Jeremiah here sums up the general purpose not only of his own mission—extending now over twenty-three years—but of that of the whole series of Hebrew prophets. We may thus see the one great aim towards which all their labors were directed.
I. PROPHECY IS PRACTICAL . Jeremiah's summary takes the form of an exhortation. The prophets were preachers, not philosophers. Their aim was not to satisfy curiosity but to affect conduct. In this they are an example to all preachers. The preacher's duty is to lead men, not merely to teach doctrines. Still the exposition of truth is necessary to effect this end. The prophets did not content themselves with simple exhortations to good conduct. These exhortations needed the enforcement of clear conviction. Their authority was not magisterial (a mere command of superior power) nor priestly (an influence of spiritual rank erected on unquestioning faith), but reasonable (the authority of truth seen and felt). Hence their revelations of God and of the future. Yet these were all given for a practical end. The preacher should make his most abstract expositions of truth point towards some course of conduct.
II. PROPHECY IS A CALL TO REPENTANCE . This urgent call rings through the messages of all the prophets. It was revived by John the Baptist ( Matthew 3:2 ), adopted by our Lord ( Matthew 4:17 ) and his apostles ( e . g . St. Peter, Acts 2:38 ; and St. Paul, Acts 17:30 ), and by all great reformers, such as Savonarola, John Knox, John Wesley, etc.
1. Men must be preached to about their own condition as well as about God's will. We want a Divine revelation that we may know ourselves just as much as that we may know God. A large part of the Bible is occupied with revelations of human nature.

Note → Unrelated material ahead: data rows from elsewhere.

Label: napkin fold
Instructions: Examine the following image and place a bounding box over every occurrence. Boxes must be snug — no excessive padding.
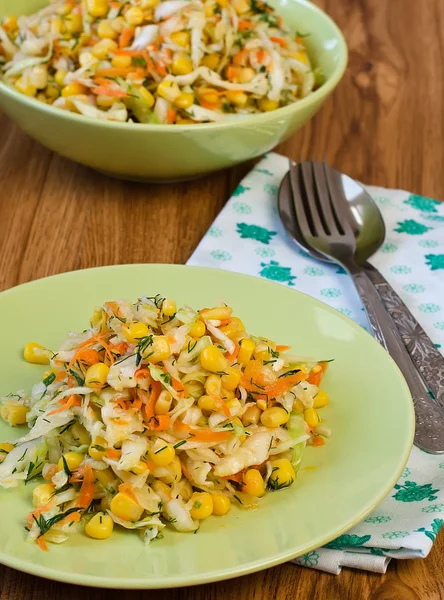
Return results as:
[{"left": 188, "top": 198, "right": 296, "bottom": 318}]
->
[{"left": 188, "top": 153, "right": 444, "bottom": 574}]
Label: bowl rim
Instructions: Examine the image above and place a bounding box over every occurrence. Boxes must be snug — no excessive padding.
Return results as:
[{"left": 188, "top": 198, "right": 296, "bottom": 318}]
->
[{"left": 0, "top": 0, "right": 348, "bottom": 133}]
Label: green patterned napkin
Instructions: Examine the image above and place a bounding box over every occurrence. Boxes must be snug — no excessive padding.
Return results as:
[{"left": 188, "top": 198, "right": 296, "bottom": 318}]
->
[{"left": 188, "top": 153, "right": 444, "bottom": 573}]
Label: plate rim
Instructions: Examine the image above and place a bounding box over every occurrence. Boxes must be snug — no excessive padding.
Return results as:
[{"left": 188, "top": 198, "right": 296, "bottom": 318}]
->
[{"left": 0, "top": 263, "right": 415, "bottom": 590}]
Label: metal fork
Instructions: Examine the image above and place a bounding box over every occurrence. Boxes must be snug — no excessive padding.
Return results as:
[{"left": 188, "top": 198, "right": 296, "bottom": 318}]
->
[{"left": 290, "top": 161, "right": 444, "bottom": 454}]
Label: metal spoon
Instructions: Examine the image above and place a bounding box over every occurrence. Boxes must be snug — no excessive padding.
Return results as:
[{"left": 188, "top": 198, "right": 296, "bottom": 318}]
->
[{"left": 279, "top": 162, "right": 444, "bottom": 452}]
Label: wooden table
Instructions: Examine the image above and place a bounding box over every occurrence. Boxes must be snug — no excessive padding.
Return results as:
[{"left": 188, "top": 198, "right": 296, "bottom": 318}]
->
[{"left": 0, "top": 0, "right": 444, "bottom": 600}]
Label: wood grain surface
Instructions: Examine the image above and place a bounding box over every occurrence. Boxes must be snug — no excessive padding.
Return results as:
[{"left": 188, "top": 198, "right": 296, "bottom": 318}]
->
[{"left": 0, "top": 0, "right": 444, "bottom": 600}]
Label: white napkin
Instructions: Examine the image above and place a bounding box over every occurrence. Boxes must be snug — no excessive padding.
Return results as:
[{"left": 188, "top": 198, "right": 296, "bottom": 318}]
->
[{"left": 188, "top": 153, "right": 444, "bottom": 573}]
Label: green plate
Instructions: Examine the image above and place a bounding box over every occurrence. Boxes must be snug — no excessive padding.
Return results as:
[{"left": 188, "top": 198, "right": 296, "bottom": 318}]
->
[{"left": 0, "top": 265, "right": 414, "bottom": 588}]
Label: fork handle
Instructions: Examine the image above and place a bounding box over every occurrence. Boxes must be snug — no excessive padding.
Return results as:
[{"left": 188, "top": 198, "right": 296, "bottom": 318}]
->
[{"left": 350, "top": 265, "right": 444, "bottom": 454}]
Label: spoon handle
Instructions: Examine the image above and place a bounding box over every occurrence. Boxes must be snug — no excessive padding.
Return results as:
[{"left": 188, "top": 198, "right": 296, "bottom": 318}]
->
[
  {"left": 350, "top": 265, "right": 444, "bottom": 454},
  {"left": 364, "top": 262, "right": 444, "bottom": 408}
]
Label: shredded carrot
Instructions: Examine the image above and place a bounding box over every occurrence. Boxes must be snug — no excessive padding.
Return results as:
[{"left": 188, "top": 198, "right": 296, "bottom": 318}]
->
[
  {"left": 270, "top": 36, "right": 288, "bottom": 48},
  {"left": 119, "top": 27, "right": 136, "bottom": 48},
  {"left": 47, "top": 394, "right": 81, "bottom": 417},
  {"left": 36, "top": 537, "right": 48, "bottom": 552},
  {"left": 76, "top": 463, "right": 94, "bottom": 508},
  {"left": 167, "top": 108, "right": 176, "bottom": 125}
]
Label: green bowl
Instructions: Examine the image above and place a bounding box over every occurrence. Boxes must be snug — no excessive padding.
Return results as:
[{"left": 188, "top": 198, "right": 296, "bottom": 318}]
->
[{"left": 0, "top": 0, "right": 347, "bottom": 181}]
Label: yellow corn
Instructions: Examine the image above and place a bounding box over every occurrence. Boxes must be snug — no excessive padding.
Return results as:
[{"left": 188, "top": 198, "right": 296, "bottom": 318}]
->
[
  {"left": 69, "top": 423, "right": 91, "bottom": 446},
  {"left": 32, "top": 483, "right": 55, "bottom": 508},
  {"left": 62, "top": 83, "right": 87, "bottom": 98},
  {"left": 242, "top": 406, "right": 261, "bottom": 426},
  {"left": 200, "top": 346, "right": 228, "bottom": 373},
  {"left": 110, "top": 492, "right": 143, "bottom": 521},
  {"left": 211, "top": 492, "right": 231, "bottom": 517},
  {"left": 57, "top": 452, "right": 85, "bottom": 471},
  {"left": 97, "top": 20, "right": 118, "bottom": 39},
  {"left": 200, "top": 53, "right": 220, "bottom": 71},
  {"left": 270, "top": 458, "right": 296, "bottom": 488},
  {"left": 91, "top": 39, "right": 117, "bottom": 60},
  {"left": 261, "top": 406, "right": 290, "bottom": 428},
  {"left": 205, "top": 375, "right": 222, "bottom": 396},
  {"left": 293, "top": 399, "right": 305, "bottom": 412},
  {"left": 85, "top": 512, "right": 114, "bottom": 540},
  {"left": 88, "top": 436, "right": 108, "bottom": 460},
  {"left": 313, "top": 390, "right": 328, "bottom": 408},
  {"left": 222, "top": 367, "right": 240, "bottom": 391},
  {"left": 190, "top": 321, "right": 206, "bottom": 338},
  {"left": 85, "top": 363, "right": 109, "bottom": 390},
  {"left": 0, "top": 404, "right": 29, "bottom": 427},
  {"left": 174, "top": 93, "right": 194, "bottom": 109},
  {"left": 147, "top": 335, "right": 171, "bottom": 363},
  {"left": 149, "top": 440, "right": 176, "bottom": 467},
  {"left": 65, "top": 13, "right": 83, "bottom": 34},
  {"left": 131, "top": 460, "right": 148, "bottom": 475},
  {"left": 304, "top": 408, "right": 319, "bottom": 427},
  {"left": 237, "top": 338, "right": 256, "bottom": 367},
  {"left": 122, "top": 323, "right": 149, "bottom": 344},
  {"left": 86, "top": 0, "right": 109, "bottom": 18},
  {"left": 94, "top": 467, "right": 116, "bottom": 489},
  {"left": 171, "top": 54, "right": 193, "bottom": 75},
  {"left": 170, "top": 31, "right": 190, "bottom": 48},
  {"left": 242, "top": 469, "right": 265, "bottom": 498},
  {"left": 190, "top": 492, "right": 213, "bottom": 520},
  {"left": 258, "top": 98, "right": 279, "bottom": 112},
  {"left": 154, "top": 390, "right": 173, "bottom": 415},
  {"left": 23, "top": 342, "right": 50, "bottom": 365},
  {"left": 160, "top": 455, "right": 182, "bottom": 484},
  {"left": 125, "top": 6, "right": 144, "bottom": 27},
  {"left": 197, "top": 395, "right": 220, "bottom": 412}
]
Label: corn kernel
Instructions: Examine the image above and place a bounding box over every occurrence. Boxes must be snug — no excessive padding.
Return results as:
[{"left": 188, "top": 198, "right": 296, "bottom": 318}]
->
[
  {"left": 149, "top": 440, "right": 176, "bottom": 467},
  {"left": 125, "top": 6, "right": 144, "bottom": 27},
  {"left": 222, "top": 367, "right": 241, "bottom": 391},
  {"left": 160, "top": 455, "right": 182, "bottom": 484},
  {"left": 32, "top": 483, "right": 55, "bottom": 508},
  {"left": 91, "top": 39, "right": 117, "bottom": 60},
  {"left": 14, "top": 77, "right": 37, "bottom": 96},
  {"left": 304, "top": 408, "right": 319, "bottom": 427},
  {"left": 313, "top": 390, "right": 328, "bottom": 408},
  {"left": 147, "top": 335, "right": 171, "bottom": 363},
  {"left": 88, "top": 436, "right": 108, "bottom": 460},
  {"left": 269, "top": 458, "right": 296, "bottom": 489},
  {"left": 258, "top": 98, "right": 279, "bottom": 112},
  {"left": 170, "top": 31, "right": 190, "bottom": 48},
  {"left": 197, "top": 395, "right": 220, "bottom": 412},
  {"left": 86, "top": 0, "right": 109, "bottom": 18},
  {"left": 154, "top": 390, "right": 173, "bottom": 415},
  {"left": 85, "top": 363, "right": 109, "bottom": 390},
  {"left": 0, "top": 404, "right": 29, "bottom": 427},
  {"left": 211, "top": 492, "right": 231, "bottom": 517},
  {"left": 110, "top": 492, "right": 143, "bottom": 521},
  {"left": 85, "top": 512, "right": 114, "bottom": 540},
  {"left": 69, "top": 423, "right": 91, "bottom": 446},
  {"left": 242, "top": 406, "right": 261, "bottom": 426},
  {"left": 261, "top": 406, "right": 290, "bottom": 428},
  {"left": 65, "top": 13, "right": 83, "bottom": 34},
  {"left": 237, "top": 338, "right": 256, "bottom": 367},
  {"left": 162, "top": 299, "right": 177, "bottom": 317},
  {"left": 171, "top": 54, "right": 193, "bottom": 75},
  {"left": 242, "top": 469, "right": 265, "bottom": 498},
  {"left": 200, "top": 346, "right": 228, "bottom": 373},
  {"left": 57, "top": 452, "right": 85, "bottom": 471},
  {"left": 62, "top": 83, "right": 87, "bottom": 98},
  {"left": 122, "top": 323, "right": 149, "bottom": 344},
  {"left": 226, "top": 91, "right": 248, "bottom": 108},
  {"left": 93, "top": 467, "right": 117, "bottom": 489},
  {"left": 190, "top": 321, "right": 206, "bottom": 338},
  {"left": 190, "top": 492, "right": 213, "bottom": 520}
]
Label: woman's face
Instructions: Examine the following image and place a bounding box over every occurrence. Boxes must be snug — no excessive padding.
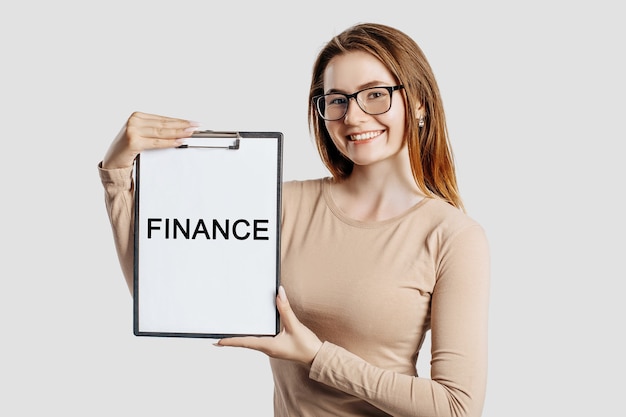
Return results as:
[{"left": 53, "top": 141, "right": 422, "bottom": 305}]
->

2. Together with these revelations there comes the call to turn and change . The result of the exposure of mankind to itself is not satisfactory. This exposure alone is a call to turn from our evil ways. The mere exposure, however, is of little use. A Juvenal is not a Jeremiah. A satirist is not a prophet. There must be the call to a better life, and a declaration of the way to find it.
3. The prophets imply that men not only need to change but can change . The most fundamental change of heart must be through the influence of God. Yet this is only possible when men freely and willingly turn to him in repentance.
4. The special sin denounced was apostasy from God ; the special repentance called for was a return to God. These are always the fundamental elements of sin and repentance.
III. PROPHECY IS A VOICE OF WARNING AND OF PROMISE . Evil is denounced to the impenitent; good is promised to the penitent. This is the simplest form in which the motives to repentance can be put. But the tracing out of it is not simple. It required an inspired prophet to detect the seeds of ruin in riotous prosperity and the dawning of a day of redemption in the stormy night of adversity. The prophets not only detect these facts, they discern the principles that govern them. Thus they speak for all ages. They show us how sin is ruinous; how God has a sure blessedness in store for his faithful children—a blessedness which is eternal.